Even as newly conscripted Russian regiments assembled in Kiev and Rostov,[133] though, the crisis imploded, superseded by another. In April 1806, Shah-Advocate Ali Zand Shah of Persia died after succumbing to an infected insect bite. This came at the worst possible time for any attempt to reconcile to a peaceful solution in the ongoing Turco-Persian rancour over the matter of the Pirate Coast.[134] The Ottomans enjoyed at least nominal authority over the coastal emirates, and thus the Persians held Constantinople responsible for the increasing pirate
attacks on Persian ships sailing from Bandar Abbas[135] to trade, primarily with Indian states, Oman and the Zanj lands in East Africa[136] (in practice, it is possible that these attacks were sponsored by Oman rather than the Ottomans, fearful of the Persians usurping their African colonies).

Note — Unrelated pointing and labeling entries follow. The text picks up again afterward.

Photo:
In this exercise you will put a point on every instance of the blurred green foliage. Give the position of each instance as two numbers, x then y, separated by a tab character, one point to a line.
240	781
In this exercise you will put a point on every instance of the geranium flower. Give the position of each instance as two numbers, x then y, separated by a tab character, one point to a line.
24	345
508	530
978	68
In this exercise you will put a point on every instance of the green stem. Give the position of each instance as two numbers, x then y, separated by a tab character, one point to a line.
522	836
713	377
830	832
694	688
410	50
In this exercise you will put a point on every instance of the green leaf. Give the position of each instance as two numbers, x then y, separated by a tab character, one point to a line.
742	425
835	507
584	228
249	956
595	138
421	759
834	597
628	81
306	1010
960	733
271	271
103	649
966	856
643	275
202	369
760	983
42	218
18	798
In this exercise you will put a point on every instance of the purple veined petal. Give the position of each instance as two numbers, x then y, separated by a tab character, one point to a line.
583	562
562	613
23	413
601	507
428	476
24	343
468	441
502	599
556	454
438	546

In particular, several influential Persian leaders expressed outrage at the attack of July 5th 1804, in which Arab pirates sailing from Abu Dhabi took, amid much bloodshed, a Persian ship carrying not trade cargo but peaceful hajjis on their way to Mecca. Among them was the third son of the Grand Vizier, Mirza Reza Khan Sadeghi. Mirza Reza demanded blood, but Ali Zand Shah attempted to resolve things. This was not merely due to his celebrated pacifism (at least by early 19th century standards) but because he was concerned about the West Durrani Empire, which was once more eyeing the lands west of Herat that it had once possessed and then lost to the Zands. War on two fronts was the last thing Persia needed, particularly considering the simmering rebellions among the Turkmen in the north.[137]

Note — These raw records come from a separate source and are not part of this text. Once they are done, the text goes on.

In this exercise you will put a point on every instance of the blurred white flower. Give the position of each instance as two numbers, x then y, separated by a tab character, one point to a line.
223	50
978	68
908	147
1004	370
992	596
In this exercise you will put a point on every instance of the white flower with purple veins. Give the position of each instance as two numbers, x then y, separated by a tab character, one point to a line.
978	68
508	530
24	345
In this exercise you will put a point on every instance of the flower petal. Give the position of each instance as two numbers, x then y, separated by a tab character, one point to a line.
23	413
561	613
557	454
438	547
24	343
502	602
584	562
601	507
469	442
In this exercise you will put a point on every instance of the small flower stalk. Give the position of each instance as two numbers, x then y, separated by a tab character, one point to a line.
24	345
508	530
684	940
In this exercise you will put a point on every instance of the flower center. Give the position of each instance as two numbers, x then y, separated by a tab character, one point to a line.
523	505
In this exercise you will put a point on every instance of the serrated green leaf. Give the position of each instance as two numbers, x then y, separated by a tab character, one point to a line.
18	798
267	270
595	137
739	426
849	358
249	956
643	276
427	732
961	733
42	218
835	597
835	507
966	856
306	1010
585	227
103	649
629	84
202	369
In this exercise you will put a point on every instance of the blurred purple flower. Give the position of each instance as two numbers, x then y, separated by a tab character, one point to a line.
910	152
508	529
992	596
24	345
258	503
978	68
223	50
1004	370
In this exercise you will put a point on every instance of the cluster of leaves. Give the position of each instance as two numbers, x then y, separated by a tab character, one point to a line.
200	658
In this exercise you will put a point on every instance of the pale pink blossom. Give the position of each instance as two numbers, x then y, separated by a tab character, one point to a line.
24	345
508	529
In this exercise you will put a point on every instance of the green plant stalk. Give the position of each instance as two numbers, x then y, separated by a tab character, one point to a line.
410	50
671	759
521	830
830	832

However, Ali Zand Shah’s death meant his more hot-blooded son Zaki Mohammed Shah succeeded him as Shah-Advocate, and Zaki Mohammed concurred with Mirza Reza. In October of that year, war was joined. The Persians attacked Mesopotamia and battled the Donanmasi in the Persian Gulf. Historically the Persians had rarely possessed much naval strength, and while this strength had slowly increased under the Zands, the Donanmasi and its Arab irregular allies far outmatched what Persia could field. Oman remained studiously neutral but privately took a pro-Ottoman stance, further closing the seas to Persia. However, with assistance from their Portuguese allies trickling in (sometimes taking the form of Portuguese East India Company ships fighting under Persian flag), the Persians at least managed to prevent the Ottomans from sweeping them from the seas to the extent of being able to launch an amphibious descent on Persian core territory.

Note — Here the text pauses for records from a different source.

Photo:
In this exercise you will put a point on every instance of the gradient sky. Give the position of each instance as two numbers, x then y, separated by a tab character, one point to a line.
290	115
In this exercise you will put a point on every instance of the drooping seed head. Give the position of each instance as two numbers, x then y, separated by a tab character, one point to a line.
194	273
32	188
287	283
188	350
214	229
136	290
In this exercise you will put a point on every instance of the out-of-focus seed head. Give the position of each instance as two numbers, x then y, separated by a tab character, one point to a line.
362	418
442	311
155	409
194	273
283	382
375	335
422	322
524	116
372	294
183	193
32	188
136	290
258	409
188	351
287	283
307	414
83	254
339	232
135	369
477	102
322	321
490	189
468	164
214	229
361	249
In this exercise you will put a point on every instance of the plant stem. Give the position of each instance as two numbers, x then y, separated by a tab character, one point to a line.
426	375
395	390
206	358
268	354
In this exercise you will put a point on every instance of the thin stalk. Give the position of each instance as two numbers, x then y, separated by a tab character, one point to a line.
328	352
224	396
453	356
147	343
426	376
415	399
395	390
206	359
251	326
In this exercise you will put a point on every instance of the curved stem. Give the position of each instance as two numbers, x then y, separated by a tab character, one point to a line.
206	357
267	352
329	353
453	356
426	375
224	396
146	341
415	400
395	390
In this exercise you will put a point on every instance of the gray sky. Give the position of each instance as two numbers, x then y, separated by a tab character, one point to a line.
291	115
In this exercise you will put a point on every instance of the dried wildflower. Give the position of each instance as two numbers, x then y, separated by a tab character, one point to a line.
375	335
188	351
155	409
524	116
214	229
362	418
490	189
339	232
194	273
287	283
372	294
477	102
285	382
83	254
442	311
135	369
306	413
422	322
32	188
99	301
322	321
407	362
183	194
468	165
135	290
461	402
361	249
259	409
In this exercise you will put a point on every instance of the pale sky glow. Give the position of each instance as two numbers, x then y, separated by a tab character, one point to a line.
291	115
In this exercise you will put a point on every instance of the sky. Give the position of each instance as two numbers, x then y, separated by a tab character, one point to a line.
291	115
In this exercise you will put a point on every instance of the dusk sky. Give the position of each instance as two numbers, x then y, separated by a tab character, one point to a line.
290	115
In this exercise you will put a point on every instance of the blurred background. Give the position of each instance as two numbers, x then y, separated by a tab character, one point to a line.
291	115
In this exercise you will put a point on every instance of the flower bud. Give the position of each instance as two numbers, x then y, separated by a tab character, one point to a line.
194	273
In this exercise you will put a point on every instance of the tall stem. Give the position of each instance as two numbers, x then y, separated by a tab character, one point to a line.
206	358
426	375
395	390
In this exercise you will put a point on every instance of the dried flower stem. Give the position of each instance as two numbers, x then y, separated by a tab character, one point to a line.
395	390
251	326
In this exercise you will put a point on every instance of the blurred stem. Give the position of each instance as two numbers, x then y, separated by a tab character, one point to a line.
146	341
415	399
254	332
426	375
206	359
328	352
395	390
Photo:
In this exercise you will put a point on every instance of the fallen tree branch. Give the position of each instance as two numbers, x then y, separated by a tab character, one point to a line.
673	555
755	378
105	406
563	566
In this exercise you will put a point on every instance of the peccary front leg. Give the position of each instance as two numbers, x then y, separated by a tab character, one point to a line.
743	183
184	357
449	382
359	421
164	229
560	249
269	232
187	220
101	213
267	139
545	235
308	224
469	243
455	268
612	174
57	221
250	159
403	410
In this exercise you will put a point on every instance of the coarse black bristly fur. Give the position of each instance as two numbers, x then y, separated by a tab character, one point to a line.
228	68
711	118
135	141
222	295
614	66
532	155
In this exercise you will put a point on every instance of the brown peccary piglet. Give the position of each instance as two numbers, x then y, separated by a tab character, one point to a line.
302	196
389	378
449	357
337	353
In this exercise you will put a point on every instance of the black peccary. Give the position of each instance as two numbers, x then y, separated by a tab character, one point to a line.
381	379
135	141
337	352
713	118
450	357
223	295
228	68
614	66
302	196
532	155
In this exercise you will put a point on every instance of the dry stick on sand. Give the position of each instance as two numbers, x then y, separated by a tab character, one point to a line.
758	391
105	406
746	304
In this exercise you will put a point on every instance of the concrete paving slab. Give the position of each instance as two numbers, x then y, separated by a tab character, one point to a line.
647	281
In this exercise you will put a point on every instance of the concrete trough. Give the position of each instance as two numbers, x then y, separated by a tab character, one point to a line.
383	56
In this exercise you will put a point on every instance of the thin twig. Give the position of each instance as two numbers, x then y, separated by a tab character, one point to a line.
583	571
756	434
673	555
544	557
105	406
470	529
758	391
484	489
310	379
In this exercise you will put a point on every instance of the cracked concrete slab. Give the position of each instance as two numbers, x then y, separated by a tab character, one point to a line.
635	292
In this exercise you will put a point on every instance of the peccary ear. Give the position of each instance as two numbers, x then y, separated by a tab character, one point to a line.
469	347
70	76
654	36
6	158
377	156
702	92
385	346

But this was unneeded. The Persian army was in the process of reorganisation, and things remained chaotic, for the army establishment was still divided over the merits of the European training methods and new breakthroughs in firearms that the Portuguese had provided. Furthermore, for all its benefits, the period of peace that Ali Zand Shah had presided over also meant the Persians were less experienced in warfare than the Ottomans, their only real conflicts in recent history being with the Durranis and Turkmen rebels. Neither of those more irregular sets of warriors prepared them for facing disciplined, organised Ottoman troops.
Therefore the Turco-Persian War of 1806-09 ended in an Ottoman victory, helped along by Ali Zand Shah’s predictions coming true: the Durranis indeed sallied from Herat in an attempt to (re)take Nishapur and Mashhad. However, matters worsened when the Khan of Kalat also entered the war and besieged the key port of Jask, eventually taking it. Zaki Mohammed Shah submitted to a punishing peace, which involved ceding Azerbaijan,[138] Khuzestan and Ilam to the Ottomans. This put the Turks within spitting distance of a Caspian Sea coast, alarming the Russians. St Petersburg repeatedly considered intervening in the war. Although relations with Persia were correct at best, backing Shiraz[139] against Constantinople seemed the lesser of two evils, and would give the Russians a better chance of victory in the originally planned war. However, problems arose, primarily with how to publicly present this move; Voloshin had been ready to present a war for the defence of the motherland in the face of the heathen, a heady mix to make the people forget their former differences and unite in opposition. An opportunistic war of revenge amidst a diplomatic kerfuffle between Muslims was quite another kettle of fish, and ran the risk of spiralling out of control.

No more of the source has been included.